In [2]:
from __future__ import division
import numpy as np
from sklearn import preprocessing
import matplotlib.pyplot as plt
from sklearn.base import BaseEstimator, ClassifierMixin
import pandas as pd

#An implementation of a neural network. It is possible to use GridSearch from scikit-learn to optimize hyperparameters, 
#for example the number of hidden layers, and the learning rate. This implementation is based on Andrew NG's online lectures
#on neural networks, https://class.coursera.org/ml-003/lecture, accessed in June 2016.
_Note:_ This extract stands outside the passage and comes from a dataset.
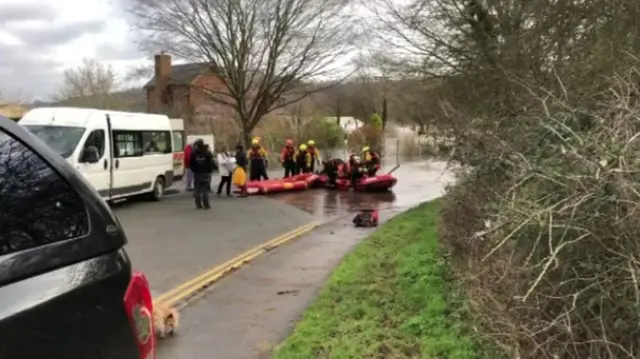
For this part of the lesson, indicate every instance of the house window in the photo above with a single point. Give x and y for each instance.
(167, 96)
class neural_network(BaseEstimator, ClassifierMixin):
    def __init__(self,number_of_hidden_layers = 2,learning_rate = 0.7,initial_weight_limit = 0.7,tuning_parameter = 0,iterations = 1200,derivative_check = False):
        #Set the number of iterations
        self.iterations = iterations
        #Set the learning rate
        self.learning_rate = learning_rate
        #Set the tuning parameter
        self.tuning_parameter = tuning_parameter
        #Set the number of hidden layers. Minimum number is 1
        self.number_of_hidden_layers = number_of_hidden_layers
        #Set the range for the initial value of the weights
        self.initial_weight_limit = initial_weight_limit
        #Set the derivative_check variable
        self.derivative_check = derivative_check
        #If the derivative check is True, calculate numerical derivatives
        if self.derivative_check == True:
        #Initialize the numerical derivative list. we will use it to check if the 
        #calculation of the derivatives is correct.
            self.numerical_derivative = []
            self.weights_output_derivative_test = []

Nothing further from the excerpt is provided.